Facebook is taking steps to ban fake news from its advertising network — but not its news feed, see this article

The push to limit fake news seems a bit late and after the fact, now that a new president-elect has been chosen by the electoral college. We will never know what percentage of people voted based on pure actual facts.  Chances are high, that whether you are a Hillary Clinton or Donald Trump fan at one point or another you have been consciously or subconsciously influenced by a non-factual story.

Milman Parry in 1934, the year before he died, delivered his famous lecture from “The Historical Method in Literary Criticism”, to the Harvard Board of Overseers. “The important context of the lecture is signaled by its date, 1934, when “propaganda. . .social changes and confusion” were taking such hold of bewildered people throughout Europe and America.  Stalin had assumed control of the Soviets in 1923, Hitler of the Weimar Republic in 1933, and a freewheeling American Capitalism had plunged the United States into a tormented social condition.  Parry reflected on that situation:

The chief emotional ideas to which men seem to be turning at present. . .are those of nationality—for which they exploit race—and class. . . .  Anyone who has followed the history of the use of propaganda for political purposes, with its extraordinary development of intensity and technique in the past fifty years [recognizes how] those who were directing that propaganda expressed their lack of concern, or even contempt, for what actually was so, or actually had been so.”*

This speech was held in 1934, but easily could have been held this year pre-and post-presidential election 2016.

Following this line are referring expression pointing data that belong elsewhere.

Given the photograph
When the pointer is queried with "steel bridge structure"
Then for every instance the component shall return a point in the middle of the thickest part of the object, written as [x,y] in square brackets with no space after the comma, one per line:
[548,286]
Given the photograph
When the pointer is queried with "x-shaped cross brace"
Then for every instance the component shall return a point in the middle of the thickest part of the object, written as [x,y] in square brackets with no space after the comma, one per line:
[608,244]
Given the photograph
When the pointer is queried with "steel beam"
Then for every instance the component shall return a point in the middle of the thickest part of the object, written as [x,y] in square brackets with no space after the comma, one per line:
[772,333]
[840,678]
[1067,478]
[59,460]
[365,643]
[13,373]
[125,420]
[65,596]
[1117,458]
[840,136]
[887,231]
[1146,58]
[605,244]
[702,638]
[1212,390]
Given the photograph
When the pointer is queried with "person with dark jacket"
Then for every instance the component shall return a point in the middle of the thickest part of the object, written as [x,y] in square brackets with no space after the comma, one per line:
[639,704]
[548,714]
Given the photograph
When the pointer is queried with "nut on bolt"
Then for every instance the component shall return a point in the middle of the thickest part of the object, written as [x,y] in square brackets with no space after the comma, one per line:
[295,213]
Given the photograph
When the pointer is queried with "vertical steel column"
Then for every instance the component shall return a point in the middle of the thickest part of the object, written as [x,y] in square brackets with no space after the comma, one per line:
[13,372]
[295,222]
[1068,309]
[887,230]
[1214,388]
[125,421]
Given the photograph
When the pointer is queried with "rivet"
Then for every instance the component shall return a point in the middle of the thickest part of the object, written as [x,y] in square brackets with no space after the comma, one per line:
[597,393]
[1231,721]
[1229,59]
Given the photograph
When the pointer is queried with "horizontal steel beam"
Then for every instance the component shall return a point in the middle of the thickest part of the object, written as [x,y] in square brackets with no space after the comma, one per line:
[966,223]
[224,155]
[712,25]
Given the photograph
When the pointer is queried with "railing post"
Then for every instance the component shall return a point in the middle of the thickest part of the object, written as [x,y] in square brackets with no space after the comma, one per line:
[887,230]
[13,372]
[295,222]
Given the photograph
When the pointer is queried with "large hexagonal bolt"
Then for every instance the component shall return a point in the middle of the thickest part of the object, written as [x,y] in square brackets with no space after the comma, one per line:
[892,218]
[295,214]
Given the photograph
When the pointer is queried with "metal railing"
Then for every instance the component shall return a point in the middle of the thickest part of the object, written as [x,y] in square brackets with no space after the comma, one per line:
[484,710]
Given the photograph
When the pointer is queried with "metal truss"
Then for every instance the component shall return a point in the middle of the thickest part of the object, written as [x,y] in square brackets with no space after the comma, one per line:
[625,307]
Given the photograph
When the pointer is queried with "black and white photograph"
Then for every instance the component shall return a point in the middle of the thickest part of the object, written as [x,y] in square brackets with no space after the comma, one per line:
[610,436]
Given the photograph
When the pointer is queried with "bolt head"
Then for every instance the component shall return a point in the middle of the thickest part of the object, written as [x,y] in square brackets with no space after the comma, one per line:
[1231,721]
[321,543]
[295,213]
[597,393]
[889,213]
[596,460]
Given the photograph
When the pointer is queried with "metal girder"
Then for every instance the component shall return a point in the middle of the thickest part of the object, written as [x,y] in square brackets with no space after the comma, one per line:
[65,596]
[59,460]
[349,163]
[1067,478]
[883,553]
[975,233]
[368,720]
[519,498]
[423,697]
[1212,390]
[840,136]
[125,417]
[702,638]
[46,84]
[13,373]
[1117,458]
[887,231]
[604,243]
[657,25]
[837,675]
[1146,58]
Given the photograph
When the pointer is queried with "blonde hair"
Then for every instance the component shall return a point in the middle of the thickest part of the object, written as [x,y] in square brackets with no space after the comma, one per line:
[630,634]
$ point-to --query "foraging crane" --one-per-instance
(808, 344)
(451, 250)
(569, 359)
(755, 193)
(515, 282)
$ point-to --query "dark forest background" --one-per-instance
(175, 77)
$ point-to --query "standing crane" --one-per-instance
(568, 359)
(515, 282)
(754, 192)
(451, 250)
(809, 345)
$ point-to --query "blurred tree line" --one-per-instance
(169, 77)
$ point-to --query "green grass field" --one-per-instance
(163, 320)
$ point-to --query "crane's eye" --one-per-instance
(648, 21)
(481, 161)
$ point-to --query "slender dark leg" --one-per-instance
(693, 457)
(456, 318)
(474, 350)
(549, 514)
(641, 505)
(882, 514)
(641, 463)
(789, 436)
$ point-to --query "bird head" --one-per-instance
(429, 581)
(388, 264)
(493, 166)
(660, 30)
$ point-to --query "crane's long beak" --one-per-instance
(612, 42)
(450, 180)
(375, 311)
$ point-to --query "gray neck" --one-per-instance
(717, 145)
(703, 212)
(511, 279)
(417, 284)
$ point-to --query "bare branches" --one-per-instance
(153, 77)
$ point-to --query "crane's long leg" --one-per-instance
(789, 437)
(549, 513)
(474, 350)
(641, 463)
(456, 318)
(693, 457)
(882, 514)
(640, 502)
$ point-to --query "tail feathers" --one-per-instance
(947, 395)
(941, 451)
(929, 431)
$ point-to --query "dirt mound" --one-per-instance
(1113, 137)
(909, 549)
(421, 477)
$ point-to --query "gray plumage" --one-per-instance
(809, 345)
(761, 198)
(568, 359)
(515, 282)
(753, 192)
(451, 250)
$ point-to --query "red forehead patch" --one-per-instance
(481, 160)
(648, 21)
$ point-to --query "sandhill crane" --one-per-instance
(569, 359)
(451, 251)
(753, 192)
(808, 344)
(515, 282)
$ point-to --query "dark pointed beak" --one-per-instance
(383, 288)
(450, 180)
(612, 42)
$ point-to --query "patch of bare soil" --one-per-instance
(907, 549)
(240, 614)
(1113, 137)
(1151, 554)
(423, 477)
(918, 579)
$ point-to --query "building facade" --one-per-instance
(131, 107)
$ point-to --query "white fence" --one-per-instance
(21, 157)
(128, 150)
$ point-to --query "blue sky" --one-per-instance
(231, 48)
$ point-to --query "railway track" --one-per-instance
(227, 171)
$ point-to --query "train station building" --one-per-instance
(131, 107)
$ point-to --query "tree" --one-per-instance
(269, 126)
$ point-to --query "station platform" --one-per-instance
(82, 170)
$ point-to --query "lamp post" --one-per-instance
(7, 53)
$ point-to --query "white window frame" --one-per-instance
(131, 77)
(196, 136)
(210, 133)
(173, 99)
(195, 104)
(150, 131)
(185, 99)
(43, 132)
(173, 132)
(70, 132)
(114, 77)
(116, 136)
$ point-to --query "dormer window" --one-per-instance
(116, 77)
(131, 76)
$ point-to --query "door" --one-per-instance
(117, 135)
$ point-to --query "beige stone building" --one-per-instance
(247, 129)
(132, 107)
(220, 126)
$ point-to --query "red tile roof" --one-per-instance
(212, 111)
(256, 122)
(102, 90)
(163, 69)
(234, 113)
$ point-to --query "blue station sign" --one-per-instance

We are always warned to learn from history and we are determined to, but history sneakily repeats itself over and over again, to an unassuming population, because the repeat presents itself in new and different forms (in this case propaganda spread via facebook, google, and other news media). Once the citizen realizes they have been duped (and history has repeated itself), it can be very difficult to affect change. But recognizing one has been influenced by false news (or propaganda) is the first step towards change.